OT, I know. I can’t help but comment on the WH press dinner last night: all the glams and the o’s grinning away, thinking “boy, do we have it fixed now.” Ugh.
I think it’s more that they enjoy the occasion. I gather that Mr O is a better comedian than some of the ones they’ve brought in from Hollyweird.
Interesting timing of that WaPo report–while we are still waiting for the release of the Senate Intelligence Committtee report of CIA torture. The real report.
Some of that list WaPo provided are public reports required by legislation and only nominally directed to Congress. There seems to be legislative boilerplate that requires them, likely as a bow in the direction of oversight.
WaPo in its journalistic fact-gathering failed to identify the page count on the smallest report, the largest report, and the report with the median count of pages.
Back in the Golden Fleece era, there was some member of Congress (I don’t think it was Gaylord Nelson) pontificating about federal funding of a university study into the sex life of a mosquito [snicker]. Turns out that the research was basic research to inform a malaria reduction program.
If Congress is having difficulty reading and integrating information in these reports, maybe the could be crowd-sourced online public work sessions to help them out.
I went to WaPo to see the story. I was looking for the author’s name, to send him a link to this post.
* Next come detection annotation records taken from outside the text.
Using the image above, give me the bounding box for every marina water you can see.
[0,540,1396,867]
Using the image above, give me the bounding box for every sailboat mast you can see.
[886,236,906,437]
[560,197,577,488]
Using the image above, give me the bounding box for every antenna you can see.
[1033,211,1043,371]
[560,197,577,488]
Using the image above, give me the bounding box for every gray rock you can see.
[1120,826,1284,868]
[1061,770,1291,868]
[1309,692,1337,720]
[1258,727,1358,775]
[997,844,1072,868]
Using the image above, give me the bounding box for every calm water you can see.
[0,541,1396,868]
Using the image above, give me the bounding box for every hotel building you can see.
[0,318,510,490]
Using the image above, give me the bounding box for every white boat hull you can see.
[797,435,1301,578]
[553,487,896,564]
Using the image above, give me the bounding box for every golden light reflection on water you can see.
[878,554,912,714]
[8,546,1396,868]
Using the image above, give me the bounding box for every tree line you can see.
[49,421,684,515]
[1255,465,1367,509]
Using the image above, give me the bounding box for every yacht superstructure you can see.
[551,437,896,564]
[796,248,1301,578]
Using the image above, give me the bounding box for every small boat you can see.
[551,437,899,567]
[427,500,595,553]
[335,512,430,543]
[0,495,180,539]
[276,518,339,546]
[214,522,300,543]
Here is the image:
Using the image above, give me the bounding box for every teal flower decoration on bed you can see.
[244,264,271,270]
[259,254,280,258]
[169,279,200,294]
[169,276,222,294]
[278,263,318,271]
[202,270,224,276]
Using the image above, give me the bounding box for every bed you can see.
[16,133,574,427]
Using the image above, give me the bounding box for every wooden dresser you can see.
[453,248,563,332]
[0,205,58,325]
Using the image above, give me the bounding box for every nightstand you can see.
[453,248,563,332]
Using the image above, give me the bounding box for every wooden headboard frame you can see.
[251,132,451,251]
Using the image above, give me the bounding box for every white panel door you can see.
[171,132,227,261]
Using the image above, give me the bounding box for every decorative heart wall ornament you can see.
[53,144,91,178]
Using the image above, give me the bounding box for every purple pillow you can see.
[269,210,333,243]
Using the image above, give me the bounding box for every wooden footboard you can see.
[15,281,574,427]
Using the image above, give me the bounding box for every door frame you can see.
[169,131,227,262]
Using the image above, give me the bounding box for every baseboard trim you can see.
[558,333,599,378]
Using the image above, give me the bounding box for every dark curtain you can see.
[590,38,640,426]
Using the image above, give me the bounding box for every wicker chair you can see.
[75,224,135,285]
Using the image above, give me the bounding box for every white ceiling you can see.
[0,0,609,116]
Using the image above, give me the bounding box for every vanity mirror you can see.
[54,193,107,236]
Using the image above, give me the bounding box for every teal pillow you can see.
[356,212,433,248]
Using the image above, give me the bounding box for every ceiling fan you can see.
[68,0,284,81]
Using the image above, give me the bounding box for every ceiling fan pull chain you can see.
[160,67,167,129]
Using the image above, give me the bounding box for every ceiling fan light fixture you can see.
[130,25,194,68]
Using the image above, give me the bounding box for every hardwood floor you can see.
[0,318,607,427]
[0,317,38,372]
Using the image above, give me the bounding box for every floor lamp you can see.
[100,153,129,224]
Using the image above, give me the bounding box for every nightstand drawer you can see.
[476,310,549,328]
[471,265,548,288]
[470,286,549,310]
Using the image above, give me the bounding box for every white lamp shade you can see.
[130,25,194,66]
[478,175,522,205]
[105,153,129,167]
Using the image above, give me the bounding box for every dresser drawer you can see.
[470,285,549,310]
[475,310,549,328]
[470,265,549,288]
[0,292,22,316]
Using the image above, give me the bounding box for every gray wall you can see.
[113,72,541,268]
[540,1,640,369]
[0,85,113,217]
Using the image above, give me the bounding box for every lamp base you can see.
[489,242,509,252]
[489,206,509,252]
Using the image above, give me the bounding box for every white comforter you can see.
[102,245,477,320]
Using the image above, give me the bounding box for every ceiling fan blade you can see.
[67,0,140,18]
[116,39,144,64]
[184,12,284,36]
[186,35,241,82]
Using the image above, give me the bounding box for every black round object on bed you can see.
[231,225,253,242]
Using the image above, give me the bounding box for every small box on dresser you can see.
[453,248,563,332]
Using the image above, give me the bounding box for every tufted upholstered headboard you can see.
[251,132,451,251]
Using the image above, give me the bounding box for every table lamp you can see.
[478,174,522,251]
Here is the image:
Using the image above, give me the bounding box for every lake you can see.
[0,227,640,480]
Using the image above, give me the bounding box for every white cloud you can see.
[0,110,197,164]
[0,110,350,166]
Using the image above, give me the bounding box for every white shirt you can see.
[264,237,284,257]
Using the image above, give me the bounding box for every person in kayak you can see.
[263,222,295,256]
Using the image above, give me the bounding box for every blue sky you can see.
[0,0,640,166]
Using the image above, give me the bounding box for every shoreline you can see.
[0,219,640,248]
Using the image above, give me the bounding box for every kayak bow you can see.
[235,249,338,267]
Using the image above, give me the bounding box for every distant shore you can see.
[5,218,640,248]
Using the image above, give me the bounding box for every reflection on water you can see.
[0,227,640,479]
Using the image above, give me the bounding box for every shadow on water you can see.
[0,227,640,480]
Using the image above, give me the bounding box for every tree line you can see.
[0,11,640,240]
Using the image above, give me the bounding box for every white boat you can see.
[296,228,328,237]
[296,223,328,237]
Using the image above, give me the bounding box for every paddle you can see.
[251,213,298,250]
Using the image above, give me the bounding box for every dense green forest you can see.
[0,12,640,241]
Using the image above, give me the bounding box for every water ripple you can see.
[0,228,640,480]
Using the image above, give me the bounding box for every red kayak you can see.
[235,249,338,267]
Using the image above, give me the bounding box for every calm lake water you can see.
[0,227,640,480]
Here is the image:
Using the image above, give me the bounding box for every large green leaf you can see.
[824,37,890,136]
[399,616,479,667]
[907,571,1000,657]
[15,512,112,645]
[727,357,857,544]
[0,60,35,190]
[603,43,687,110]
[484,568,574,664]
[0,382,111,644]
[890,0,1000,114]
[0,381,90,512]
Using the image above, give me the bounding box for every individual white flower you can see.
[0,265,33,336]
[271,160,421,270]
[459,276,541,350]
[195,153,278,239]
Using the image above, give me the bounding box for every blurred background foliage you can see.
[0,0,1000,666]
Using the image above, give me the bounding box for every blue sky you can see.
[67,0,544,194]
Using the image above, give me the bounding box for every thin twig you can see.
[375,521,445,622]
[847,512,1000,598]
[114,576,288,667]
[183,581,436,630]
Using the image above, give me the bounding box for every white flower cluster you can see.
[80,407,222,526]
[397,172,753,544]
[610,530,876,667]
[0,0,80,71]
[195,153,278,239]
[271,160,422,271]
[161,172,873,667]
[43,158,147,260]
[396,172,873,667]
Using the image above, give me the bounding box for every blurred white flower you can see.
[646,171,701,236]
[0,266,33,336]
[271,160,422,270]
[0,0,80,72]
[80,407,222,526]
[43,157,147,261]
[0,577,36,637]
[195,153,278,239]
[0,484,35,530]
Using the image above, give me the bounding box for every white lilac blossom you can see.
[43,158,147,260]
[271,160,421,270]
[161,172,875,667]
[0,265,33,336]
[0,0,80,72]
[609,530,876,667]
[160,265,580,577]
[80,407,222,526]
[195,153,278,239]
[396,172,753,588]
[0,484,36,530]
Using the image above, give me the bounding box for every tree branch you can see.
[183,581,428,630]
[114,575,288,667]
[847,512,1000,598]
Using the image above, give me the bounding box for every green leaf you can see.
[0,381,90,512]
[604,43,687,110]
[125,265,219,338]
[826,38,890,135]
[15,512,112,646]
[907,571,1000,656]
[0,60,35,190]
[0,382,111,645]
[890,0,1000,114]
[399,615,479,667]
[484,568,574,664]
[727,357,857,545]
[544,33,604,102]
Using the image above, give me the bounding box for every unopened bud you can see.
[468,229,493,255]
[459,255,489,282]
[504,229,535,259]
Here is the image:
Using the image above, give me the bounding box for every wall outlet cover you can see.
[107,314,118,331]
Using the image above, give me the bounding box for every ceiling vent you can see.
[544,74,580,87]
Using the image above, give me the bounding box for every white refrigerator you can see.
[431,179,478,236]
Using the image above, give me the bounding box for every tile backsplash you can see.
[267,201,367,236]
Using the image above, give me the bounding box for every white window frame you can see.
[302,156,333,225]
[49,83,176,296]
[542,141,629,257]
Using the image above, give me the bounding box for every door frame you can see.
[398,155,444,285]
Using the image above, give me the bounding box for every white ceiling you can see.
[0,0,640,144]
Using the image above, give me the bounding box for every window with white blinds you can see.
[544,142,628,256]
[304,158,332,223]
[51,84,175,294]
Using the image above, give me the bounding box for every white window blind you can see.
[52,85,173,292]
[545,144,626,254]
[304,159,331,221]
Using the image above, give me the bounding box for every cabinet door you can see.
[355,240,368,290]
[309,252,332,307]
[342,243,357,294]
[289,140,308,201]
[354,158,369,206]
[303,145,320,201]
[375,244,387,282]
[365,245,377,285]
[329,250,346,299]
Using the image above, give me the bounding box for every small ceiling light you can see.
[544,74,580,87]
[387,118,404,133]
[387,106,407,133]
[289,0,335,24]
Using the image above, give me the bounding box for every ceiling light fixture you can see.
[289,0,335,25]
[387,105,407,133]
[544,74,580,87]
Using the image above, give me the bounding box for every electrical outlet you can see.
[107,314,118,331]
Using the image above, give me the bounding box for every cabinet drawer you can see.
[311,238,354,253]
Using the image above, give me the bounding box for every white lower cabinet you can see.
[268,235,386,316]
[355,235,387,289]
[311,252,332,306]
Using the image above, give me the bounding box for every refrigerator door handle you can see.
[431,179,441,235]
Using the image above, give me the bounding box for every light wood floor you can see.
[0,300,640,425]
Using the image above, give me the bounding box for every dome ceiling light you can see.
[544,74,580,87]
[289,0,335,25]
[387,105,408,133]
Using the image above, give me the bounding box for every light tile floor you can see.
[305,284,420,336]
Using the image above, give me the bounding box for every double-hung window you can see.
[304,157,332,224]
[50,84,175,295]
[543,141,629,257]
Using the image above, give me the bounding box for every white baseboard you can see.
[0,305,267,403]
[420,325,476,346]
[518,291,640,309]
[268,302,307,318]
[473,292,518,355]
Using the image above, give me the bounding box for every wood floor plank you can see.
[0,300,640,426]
They have his name, but you can’t click on it and email him.
Way to hold yourself accountable!
And yet another program being proposed to keep us safe from evil doers (within).
http://blogs.wsj.com/moneybeat/2014/05/02/get-ready-for-regulators-to-peer-into-your-portfolio/tab/print/
Will…there…be…no…end…to it?
If approved, of course, there will be another report requirement. 4292, comin’ at ya!
[be sure to note comment by FINRA official re. safety of (stored & collated) account data; ROFL]
Laugh of the Day:
Yeah, right: that’s why there are so many bankers in prison for fraud and money-laundering.